Tips: To discover where this muscle is while peeing, cut off the flow of urine. The muscle you use to stop the flow is the same one you'll exercise. When not urinating, exercise this area by tightening, holding a few seconds then releasing repeatedly. Don't tense other muscles or hold your breath while doing Kegels. If you aren't sure you are doing them correctly talk to your doctor.

Keep your appointments.

If you are someone who never visits a doctor, pregnancy will or should change all that. In the beginning you'll be seeing your doctor every month and by the end of the pregnancy, each week. You'll become accustomed to tests, peeing in a cup, having blood work and getting checkups. Stepping on a scale will become routine as well. Don't forget the dentist while pregnant either.

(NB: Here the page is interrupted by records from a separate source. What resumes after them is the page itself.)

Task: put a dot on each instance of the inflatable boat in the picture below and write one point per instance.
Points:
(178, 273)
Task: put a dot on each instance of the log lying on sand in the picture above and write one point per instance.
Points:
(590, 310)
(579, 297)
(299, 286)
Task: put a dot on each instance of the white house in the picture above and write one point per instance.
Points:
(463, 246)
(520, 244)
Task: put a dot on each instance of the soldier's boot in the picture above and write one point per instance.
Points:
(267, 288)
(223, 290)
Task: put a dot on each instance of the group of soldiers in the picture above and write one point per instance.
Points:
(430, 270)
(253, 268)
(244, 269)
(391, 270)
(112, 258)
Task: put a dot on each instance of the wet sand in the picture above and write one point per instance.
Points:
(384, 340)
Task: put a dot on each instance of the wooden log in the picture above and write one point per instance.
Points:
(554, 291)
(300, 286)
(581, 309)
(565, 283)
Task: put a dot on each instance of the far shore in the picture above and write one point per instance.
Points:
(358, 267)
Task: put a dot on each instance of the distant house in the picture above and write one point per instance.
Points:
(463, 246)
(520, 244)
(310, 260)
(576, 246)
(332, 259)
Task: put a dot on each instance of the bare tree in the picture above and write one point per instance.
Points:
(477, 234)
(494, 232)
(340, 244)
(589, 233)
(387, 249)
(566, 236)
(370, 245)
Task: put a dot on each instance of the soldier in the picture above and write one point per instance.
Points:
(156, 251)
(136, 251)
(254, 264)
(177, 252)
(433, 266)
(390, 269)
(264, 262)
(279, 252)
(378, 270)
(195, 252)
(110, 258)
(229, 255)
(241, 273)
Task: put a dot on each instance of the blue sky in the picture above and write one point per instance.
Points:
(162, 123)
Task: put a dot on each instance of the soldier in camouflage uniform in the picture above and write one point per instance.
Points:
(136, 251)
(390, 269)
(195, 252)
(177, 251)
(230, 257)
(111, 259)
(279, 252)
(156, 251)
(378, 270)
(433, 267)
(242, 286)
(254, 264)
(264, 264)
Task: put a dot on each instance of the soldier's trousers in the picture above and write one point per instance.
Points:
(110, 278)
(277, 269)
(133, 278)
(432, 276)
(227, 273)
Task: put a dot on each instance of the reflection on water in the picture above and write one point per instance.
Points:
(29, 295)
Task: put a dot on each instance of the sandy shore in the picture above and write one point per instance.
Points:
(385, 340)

Pregnancy can create problems for some women regarding their dental health and that can compromise your pregnancy.

Tips: Stay on top of your health by asking your physician questions and take a notebook to all appointments to write down any instructions you are given. Make sure you understand why tests are done and what the results mean.

Drink up

If you were never a big water drinker, pregnancy gives you a perfect reason. You will become dehydrated much more easily while expecting a baby. Remember, if you are thirsty you waited too long and let yourself get dehydrated. Aim for eight glasses a day.
Tips: Some women find it easier to drink the needed amount of water each day if they fill a water jug and keep it icy cool in the frig. When the jug is empty, they got their necessary intake. However, remember to drink more when active and on hot days.